Un 50e anniversaire sans grande fête

Bienvenue dans l’épisode XLIV (septembre 2022) de Sino-Japanese Review, une chronique mensuelle sur les développements majeurs des relations entre la Chine et le Japon qui fournit un commentaire continu sur l’évolution de cette relation importante et aide à mettre les événements actuels en perspective.

Le 29 septembre a marqué le 50e anniversaire du communiqué conjoint de 1972 entre le Japon et la Chine qui a normalisé leurs relations diplomatiques. La route entre hier et aujourd’hui a été pour le moins tumultueuse. Aujourd’hui, les relations entre les deux pays traversent à nouveau une période d’incertitudes et de tensions, rendant cet anniversaire tout sauf réjouissant. Tokyo et Pékin continuent de montrer une compréhension pragmatique de la nécessité d’une certaine stabilité et d’un dialogue dans une relation aussi importante, mais ont des visions très différentes de son avenir. Les perspectives d’une entente diplomatique renouvelée à l’horizon des 50 prochaines années sont donc assez sombres.

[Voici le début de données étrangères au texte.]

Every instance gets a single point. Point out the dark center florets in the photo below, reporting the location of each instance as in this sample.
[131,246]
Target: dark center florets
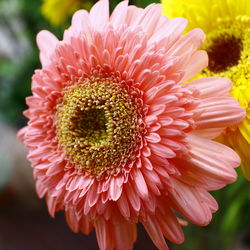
[98,125]
[224,52]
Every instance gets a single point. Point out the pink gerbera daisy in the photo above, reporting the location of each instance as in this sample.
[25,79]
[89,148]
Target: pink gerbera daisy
[115,138]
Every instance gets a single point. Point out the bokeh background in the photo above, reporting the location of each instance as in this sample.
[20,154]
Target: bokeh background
[24,221]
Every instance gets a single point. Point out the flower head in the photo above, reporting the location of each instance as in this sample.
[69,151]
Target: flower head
[115,138]
[227,26]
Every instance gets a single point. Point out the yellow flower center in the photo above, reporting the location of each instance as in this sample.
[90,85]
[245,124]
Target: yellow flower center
[228,49]
[224,52]
[98,125]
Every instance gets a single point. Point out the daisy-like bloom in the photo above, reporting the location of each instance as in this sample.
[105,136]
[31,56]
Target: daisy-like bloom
[227,27]
[115,138]
[57,11]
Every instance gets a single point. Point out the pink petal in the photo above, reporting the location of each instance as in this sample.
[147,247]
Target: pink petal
[46,42]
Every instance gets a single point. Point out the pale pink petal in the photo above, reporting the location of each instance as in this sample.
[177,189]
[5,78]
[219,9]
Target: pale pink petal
[196,64]
[46,42]
[99,14]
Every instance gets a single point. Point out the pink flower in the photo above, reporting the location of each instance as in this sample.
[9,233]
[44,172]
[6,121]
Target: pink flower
[115,138]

Après un démarrage lent et une lune de miel à la fin de la guerre froide, les relations économiques ont vraiment décollé avec la montée en puissance de la Chine dans les années 1990 et 2000. Entre-temps, les épisodes de tensions et de crises sur l’histoire et les enjeux territoriaux se sont intensifiés, entrecoupés d’éphémères périodes de rapprochement diplomatique. De telles périodes à la fin des années 1990 et à la fin des années 2000 ont produit deux documents politiques importants (un « partenariat » conclu entre le secrétaire général Jiang Zemin et le Premier ministre Obuchi Keizo et une « relation stratégique d’avantages mutuels » entre Hu Jintao et Abe Shinzo) qui cherchaient à donner Les relations sino-japonaises une base solide et durable. Aucun des deux efforts n’a eu beaucoup de succès en raison de problèmes historiques pour le premier et territoriaux pour le second.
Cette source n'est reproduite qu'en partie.